ACDI/VOCA also worked to increase private sector partnerships between farms/agribusinesses and successful local and international firms in order to promote business development. The small grants component of the program encouraged strengthening of producer organizations, trade and business associations, and community-based organizations. IDEA-NEW supported six non-profit provincial agricultural retailers’ associations. These associations served farmers through 122 agricultural retailing shops currently operating in the five northern provinces of Afghanistan.

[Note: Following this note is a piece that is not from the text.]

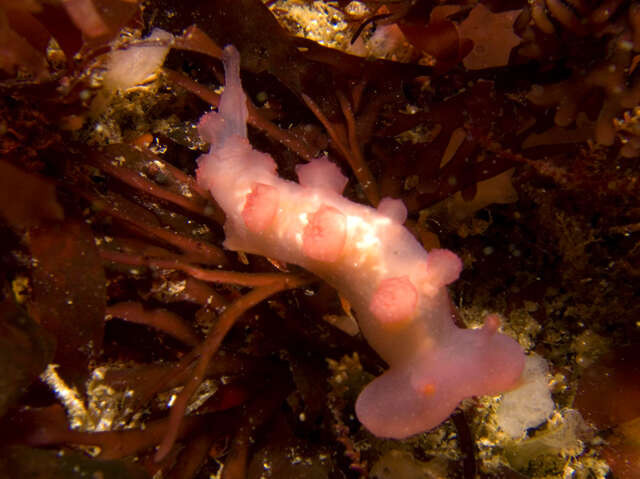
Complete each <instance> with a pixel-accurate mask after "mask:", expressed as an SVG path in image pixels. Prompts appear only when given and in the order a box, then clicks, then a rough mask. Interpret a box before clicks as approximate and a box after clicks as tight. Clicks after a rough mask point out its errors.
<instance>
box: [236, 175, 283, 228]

Improving Access to Quality Infrastructure

Through IDEA-NEW’s construction of microhydropower units (MHPs), ACDI/VOCA supplied inexpensive electrical power to remote communities, encouraging alternative industries such as handicrafts, and enabling children to study in the evening. Twenty MHPs were completed in two provinces and provide a total of 3,815 households with electricity to light their homes at night, giving them extra time in the evening to relax or perform housework. Throughout the life of the program, cash-for-work projects created 150 full time equivalent jobs, injecting over $270,000 to poor community members. In addition, 73,500 households have benefitted from infrastructure projects.

Helping Home-based Businesses

The carpet-weaving and silk production industries are two of the most important home-based industries in the North. ACDI/VOCA worked with an Afghan women-owned handicrafts company to train 600 vulnerable women in northern Afghanistan on new yarn-spinning methods, sorting and cleaning of wool, and marketing skills. Upon completion of the training, the women were supplied with spinning wheels to continue applying their new skills to increase production and potential revenue. By imparting skills and expanding access to resources and local markets, the project encouraged financial independence and enterprise sustainability.

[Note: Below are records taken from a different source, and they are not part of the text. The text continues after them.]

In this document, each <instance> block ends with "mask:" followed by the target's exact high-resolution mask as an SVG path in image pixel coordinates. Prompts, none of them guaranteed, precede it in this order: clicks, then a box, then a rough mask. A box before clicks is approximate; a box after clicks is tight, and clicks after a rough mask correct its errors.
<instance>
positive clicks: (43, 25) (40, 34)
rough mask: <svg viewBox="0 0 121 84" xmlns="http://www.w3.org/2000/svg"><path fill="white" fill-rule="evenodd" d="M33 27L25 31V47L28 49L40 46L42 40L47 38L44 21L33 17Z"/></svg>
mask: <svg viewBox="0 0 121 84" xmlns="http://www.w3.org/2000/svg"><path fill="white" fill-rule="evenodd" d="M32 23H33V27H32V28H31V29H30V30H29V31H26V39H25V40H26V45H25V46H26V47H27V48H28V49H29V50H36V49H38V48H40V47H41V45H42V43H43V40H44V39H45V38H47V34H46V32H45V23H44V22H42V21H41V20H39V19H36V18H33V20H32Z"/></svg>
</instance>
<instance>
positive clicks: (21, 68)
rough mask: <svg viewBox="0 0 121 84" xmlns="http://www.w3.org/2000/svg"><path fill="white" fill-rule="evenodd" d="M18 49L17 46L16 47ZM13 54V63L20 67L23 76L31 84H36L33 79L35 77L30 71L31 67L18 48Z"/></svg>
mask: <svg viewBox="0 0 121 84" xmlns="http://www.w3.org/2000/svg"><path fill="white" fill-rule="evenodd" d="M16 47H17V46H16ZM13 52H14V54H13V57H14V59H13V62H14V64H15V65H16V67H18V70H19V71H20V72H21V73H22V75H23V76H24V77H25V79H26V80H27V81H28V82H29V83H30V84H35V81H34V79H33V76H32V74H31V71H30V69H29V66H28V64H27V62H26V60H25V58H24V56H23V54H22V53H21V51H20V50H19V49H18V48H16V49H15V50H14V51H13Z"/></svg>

In supporting the silk industry, ACDI/VOCA distributed silkworm eggs to 2,400 women as part of training on silkworm rearing and worked closely with the provincial-level agricultural ministry on the production of silkworm eggs. The program also worked closely with a woman-owned silk production business in Mazar-e-Sharif that has been highly successful and purchases silk from female producers in the region. An automated silk-reeling machine has been granted to Rabia Maryam Handicrafts Company in order to speed up the production and improve the quality of silk thread produced by this company. The company processes silk thread into cloth used for production of different hand-woven final products.